McMaster University

McMaster University

Infection Rate in Tumor Surgery with Endoprosthetic Reconstruction

We are delighted to share with you the most recent publication in Clinical Orthopaedics and Related Research from the MacOrtho team. This publication is entitled “High Infection Rate Outcomes in Long-bone Tumor Surgery with Endoprosthetic Reconstruction in Adults: A Systematic Review".

Find the abstract below and click here to access the full-version of the article.

Racano A, Pazionis T, Farrokhyar F, Deheshi B, Ghert M. High Infection Rate Outcomes in Long-bone Tumor Surgery with Endoprosthetic Reconstruction in Adults: A Systematic Review. 2013 Feb 12. [Epub ahead of print]

Abstract

BACKGROUND: Limb salvage surgery (LSS) with endoprosthetic replacement is the most common method of reconstruction following bone tumor resection in the adult population. The risk of a postoperative infection developing is high when compared with conventional arthroplasty and there are no appropriate guidelines for antibiotic prophylaxis.
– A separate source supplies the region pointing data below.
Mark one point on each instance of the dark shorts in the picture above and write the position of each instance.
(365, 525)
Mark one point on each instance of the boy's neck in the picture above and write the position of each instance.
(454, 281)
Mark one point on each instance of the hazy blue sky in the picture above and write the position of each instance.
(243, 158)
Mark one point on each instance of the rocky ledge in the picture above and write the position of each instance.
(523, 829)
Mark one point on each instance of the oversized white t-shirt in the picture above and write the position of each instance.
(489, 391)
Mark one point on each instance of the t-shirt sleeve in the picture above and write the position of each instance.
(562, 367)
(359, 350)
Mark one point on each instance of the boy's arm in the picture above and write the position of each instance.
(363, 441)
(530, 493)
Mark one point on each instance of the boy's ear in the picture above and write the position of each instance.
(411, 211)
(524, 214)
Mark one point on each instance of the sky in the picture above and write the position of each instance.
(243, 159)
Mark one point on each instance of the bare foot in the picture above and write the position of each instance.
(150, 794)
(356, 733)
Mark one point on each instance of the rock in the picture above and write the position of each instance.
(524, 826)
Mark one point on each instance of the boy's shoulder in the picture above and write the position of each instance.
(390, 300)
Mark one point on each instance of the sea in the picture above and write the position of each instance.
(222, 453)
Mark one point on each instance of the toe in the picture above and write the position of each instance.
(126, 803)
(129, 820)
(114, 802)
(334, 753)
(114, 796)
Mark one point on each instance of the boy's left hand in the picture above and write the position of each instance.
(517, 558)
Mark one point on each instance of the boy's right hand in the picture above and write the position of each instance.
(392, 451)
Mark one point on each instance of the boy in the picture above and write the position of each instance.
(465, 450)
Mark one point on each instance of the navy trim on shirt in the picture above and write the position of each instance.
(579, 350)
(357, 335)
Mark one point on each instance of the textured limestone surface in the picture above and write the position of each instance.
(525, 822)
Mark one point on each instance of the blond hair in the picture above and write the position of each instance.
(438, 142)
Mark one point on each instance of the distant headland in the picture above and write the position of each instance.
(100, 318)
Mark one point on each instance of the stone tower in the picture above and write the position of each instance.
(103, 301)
QUESTIONS/PURPOSES: We sought to answer the following questions: (1) What is the overall risk of deep infection and the causative organism in lower-extremity long-bone tumor surgery with endoprosthetic reconstruction? (2) What antibiotic regimens are used with endoprosthetic reconstruction? (3) Is there a correlation between infection and either duration of postoperative antibiotics or sample size?
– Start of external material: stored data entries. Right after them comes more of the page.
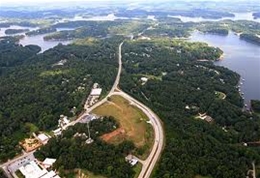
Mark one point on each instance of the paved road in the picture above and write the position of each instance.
(16, 163)
(149, 163)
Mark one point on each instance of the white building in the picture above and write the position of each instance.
(43, 138)
(48, 162)
(131, 160)
(32, 170)
(96, 92)
(57, 132)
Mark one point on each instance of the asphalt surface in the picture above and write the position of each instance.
(149, 163)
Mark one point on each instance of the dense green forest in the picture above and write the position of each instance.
(250, 38)
(14, 31)
(36, 90)
(178, 88)
(41, 31)
(72, 151)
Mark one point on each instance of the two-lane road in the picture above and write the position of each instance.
(149, 163)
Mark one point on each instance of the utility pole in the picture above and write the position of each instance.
(89, 140)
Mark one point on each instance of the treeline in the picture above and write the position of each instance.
(256, 15)
(41, 31)
(218, 31)
(178, 88)
(250, 38)
(72, 151)
(36, 89)
(213, 14)
(15, 31)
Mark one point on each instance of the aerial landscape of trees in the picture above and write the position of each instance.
(72, 151)
(182, 82)
(178, 88)
(34, 89)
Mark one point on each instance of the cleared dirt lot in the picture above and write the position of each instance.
(133, 125)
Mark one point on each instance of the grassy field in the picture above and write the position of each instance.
(220, 95)
(81, 173)
(132, 121)
(137, 169)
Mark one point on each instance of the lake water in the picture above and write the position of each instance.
(238, 16)
(36, 40)
(239, 56)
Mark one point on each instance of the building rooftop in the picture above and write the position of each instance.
(32, 170)
(96, 91)
(48, 162)
(43, 137)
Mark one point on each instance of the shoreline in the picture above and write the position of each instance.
(221, 57)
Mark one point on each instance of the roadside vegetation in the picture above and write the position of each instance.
(72, 151)
(187, 88)
(133, 124)
(36, 91)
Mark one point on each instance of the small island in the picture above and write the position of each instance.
(41, 31)
(250, 38)
(217, 31)
(15, 31)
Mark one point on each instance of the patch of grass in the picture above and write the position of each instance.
(31, 127)
(152, 77)
(137, 169)
(220, 95)
(53, 73)
(19, 174)
(132, 120)
(82, 173)
(86, 41)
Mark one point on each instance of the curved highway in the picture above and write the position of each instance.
(149, 163)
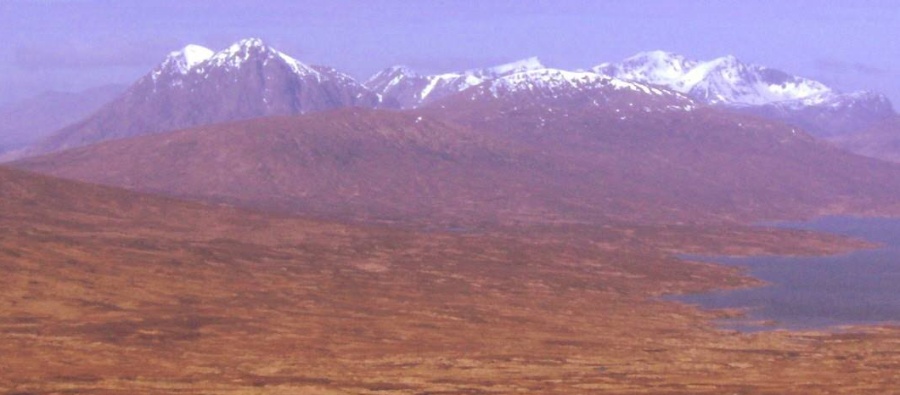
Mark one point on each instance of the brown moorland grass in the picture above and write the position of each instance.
(109, 292)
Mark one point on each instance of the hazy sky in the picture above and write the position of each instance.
(73, 45)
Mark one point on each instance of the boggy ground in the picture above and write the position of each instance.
(107, 292)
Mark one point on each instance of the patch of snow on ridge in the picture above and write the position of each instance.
(724, 80)
(182, 61)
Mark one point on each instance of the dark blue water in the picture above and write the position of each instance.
(862, 287)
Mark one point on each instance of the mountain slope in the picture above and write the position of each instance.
(881, 140)
(195, 86)
(758, 90)
(655, 156)
(28, 121)
(356, 164)
(410, 89)
(505, 152)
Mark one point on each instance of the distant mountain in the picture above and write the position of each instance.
(772, 93)
(881, 140)
(410, 89)
(540, 146)
(196, 86)
(29, 120)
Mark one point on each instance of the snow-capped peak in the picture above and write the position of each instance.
(652, 67)
(724, 80)
(532, 63)
(185, 59)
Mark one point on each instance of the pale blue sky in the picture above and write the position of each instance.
(72, 45)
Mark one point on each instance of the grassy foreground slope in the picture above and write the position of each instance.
(110, 292)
METHODS: We conducted a systematic review of the literature for clinical studies that reported infection rates in adults with primary bony malignancies of the lower extremity treated with surgery and endoprosthetic reconstruction. The search included articles published in English between 1980 and July 2011.

RESULTS: The systematic literature review yielded 48 studies reporting on a total of 4838 patients. The overall pooled weighted infection rate for lower-extremity LSS with endoprosthetic reconstruction was approximately 10% (95% CI, 8%-11%), with the most common causative organism reported to be Gram-positive bacteria in the majority of cases. The pooled weighted infection rate was 13% after short-term postoperative antibiotics and 8% after long-term postoperative antibiotics. There was no correlation between sample size and infection rate.

CONCLUSIONS: Infection rates of 10% are high when compared with rates for conventional arthroplasty. Our results suggest that long-term antibiotic prophylaxis decreases the risk of deep infection. However, the data should be interpreted with caution owing to the retrospective nature of the studies.